The lacy-stemmed Cosmos includes a multitude of colors while remaining a wonderful cut flower and self-seeder. They are hardy and incredibly easy to grow.

The darling marigold, an ancient staple from bygone eras, is a companion plant to vegetables with a spicy scent which discourages shield bugs. It’s medicinal purposes are lost, yet it remains an important addition to the garden. It has arrived lately in stunning colors, even sporting an enlarged blossom resembling a Mum. Those below are from my seeds collected for over 30 years.



If you have a dry and harsh spot plant Portulaca, who loves it hot and enjoy the joyful exuberance of blossoms as they pour forth in wild abandon during the most stressful conditions the garden may offer. Originally from Brazil, it is called ’rose moss in South America and the southern states of America have had a love affair with it for over a century.

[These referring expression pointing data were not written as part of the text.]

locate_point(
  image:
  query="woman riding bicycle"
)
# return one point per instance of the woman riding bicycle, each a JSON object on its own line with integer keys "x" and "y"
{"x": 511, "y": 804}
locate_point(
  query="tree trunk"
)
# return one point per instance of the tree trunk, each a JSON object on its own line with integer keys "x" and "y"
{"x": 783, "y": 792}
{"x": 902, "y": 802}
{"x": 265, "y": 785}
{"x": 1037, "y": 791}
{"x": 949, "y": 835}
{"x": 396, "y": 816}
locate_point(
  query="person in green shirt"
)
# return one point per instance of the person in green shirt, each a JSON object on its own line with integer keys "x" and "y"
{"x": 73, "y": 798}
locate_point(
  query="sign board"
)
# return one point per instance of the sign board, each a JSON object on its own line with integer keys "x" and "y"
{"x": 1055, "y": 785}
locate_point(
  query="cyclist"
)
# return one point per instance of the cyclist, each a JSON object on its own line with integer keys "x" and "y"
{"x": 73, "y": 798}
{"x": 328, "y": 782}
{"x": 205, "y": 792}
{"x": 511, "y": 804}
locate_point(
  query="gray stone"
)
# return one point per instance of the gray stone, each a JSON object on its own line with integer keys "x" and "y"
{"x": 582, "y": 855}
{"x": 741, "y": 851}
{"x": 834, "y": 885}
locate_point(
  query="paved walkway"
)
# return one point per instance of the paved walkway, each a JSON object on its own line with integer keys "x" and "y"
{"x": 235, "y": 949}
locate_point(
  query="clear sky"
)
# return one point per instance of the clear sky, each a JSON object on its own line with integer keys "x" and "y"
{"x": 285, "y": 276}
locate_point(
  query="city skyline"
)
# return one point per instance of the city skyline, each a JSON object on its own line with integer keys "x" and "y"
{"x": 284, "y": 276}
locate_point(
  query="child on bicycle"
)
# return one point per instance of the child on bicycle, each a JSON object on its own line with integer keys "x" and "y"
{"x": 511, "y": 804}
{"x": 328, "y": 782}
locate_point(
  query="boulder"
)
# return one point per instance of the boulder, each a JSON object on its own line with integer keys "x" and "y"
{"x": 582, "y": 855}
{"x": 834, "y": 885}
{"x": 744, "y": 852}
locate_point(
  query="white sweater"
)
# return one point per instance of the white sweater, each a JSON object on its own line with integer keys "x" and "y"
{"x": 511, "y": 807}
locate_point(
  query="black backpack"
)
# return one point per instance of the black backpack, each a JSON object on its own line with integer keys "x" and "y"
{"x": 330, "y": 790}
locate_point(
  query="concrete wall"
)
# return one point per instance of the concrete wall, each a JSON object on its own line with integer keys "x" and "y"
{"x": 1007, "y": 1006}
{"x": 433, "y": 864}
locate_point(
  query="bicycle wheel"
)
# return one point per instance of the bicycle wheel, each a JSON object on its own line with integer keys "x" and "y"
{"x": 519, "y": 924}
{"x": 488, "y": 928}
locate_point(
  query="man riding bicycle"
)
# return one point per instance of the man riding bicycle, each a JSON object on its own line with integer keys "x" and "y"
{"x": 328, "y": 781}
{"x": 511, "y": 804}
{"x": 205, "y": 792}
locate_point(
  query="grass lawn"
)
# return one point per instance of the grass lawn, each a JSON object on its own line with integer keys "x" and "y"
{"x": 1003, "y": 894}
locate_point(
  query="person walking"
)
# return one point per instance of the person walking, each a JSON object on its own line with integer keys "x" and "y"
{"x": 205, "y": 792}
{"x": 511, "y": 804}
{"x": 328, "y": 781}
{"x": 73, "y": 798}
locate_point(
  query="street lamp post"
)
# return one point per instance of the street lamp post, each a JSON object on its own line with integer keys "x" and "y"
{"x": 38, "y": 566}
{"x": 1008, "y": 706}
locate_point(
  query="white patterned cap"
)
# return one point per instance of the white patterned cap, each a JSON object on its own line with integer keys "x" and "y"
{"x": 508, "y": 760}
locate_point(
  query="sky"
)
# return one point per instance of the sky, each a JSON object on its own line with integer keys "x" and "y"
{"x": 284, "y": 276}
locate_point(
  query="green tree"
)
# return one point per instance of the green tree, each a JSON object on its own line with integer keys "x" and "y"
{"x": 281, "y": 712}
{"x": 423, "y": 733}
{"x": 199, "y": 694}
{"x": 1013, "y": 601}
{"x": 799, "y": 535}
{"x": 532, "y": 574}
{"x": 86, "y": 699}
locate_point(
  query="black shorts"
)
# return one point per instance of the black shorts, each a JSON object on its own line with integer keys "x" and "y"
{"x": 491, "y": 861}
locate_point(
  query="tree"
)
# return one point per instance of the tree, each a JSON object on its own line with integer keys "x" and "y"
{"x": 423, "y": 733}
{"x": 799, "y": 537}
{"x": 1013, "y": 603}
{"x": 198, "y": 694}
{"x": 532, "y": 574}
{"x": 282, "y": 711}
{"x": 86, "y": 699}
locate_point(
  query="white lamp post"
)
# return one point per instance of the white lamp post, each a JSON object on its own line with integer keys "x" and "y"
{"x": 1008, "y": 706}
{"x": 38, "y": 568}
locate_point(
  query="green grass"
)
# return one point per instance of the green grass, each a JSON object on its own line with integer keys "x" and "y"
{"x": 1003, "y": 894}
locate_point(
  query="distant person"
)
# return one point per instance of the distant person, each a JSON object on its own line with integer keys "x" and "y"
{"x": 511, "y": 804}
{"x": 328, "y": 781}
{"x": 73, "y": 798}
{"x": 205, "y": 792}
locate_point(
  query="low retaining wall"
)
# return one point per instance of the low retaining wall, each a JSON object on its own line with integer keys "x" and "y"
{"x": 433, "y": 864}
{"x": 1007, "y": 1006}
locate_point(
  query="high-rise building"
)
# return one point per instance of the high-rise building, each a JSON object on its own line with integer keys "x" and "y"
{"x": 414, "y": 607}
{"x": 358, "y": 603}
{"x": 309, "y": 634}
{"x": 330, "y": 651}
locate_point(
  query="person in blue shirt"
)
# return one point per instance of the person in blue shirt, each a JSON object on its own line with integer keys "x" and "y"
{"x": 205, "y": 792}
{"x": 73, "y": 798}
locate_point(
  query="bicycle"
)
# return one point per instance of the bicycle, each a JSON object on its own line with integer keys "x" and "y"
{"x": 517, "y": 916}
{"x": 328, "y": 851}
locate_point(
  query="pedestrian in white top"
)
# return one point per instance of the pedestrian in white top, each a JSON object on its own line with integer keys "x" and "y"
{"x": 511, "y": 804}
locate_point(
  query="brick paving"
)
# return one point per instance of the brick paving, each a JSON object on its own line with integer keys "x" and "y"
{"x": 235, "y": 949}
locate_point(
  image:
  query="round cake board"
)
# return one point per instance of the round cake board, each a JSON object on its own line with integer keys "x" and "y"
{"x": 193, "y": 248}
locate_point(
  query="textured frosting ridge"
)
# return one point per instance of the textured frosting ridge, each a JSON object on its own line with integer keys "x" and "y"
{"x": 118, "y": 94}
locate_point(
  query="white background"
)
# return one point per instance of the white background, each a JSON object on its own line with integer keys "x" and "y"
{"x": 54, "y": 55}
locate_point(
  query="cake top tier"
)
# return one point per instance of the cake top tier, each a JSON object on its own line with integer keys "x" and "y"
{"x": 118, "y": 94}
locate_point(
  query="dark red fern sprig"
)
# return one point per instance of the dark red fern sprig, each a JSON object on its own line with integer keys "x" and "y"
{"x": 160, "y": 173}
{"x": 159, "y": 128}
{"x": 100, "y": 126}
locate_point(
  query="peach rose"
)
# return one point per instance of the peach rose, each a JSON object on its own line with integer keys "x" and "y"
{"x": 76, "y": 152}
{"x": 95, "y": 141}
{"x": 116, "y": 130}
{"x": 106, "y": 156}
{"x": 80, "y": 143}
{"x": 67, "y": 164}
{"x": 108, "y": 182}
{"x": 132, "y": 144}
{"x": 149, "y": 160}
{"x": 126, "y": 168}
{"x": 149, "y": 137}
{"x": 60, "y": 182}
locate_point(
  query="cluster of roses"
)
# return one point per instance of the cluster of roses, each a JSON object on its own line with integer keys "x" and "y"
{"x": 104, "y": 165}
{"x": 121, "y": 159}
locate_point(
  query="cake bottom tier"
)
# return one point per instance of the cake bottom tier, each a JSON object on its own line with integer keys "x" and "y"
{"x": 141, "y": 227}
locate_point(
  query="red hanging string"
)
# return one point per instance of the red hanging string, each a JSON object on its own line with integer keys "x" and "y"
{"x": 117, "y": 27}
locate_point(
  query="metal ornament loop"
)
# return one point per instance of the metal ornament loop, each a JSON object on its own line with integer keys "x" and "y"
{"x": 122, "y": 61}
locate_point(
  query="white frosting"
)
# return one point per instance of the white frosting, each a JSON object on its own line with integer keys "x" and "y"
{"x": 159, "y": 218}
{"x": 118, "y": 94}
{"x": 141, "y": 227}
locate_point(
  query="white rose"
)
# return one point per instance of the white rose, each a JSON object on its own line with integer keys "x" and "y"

The Vinca or common Periwinkle has begun to bloom in full glory. Once considered mystical and magical, a tool of Sorcerers, it has the most attractive deep shiny foliage which is resistant to lime or calcium build up. The plant remains compact while producing a host of flowers in white or clear pink all season.

Tip

If buying annuals at a nursery or mass outlet, check for root growth, especially if the plant is blooming profusely. Gently pull the plant from the container and see if it has any root growth at all. If the roots are sparse, spindly, and thread-like put it back and do not buy it. It has been over fertilized and rushed to market and will likely die. Also check for pests to assure you do not introduce them to your garden. Snails arrived in my garden through infected shrubs.

From water ponds to flowers, from vegetables to orchards, the possibilities for the garden are endless. Part of the joy of gardening is watching the evolution over many years…. and each year will provide a delightful surprise in an unexpected form. Enjoy!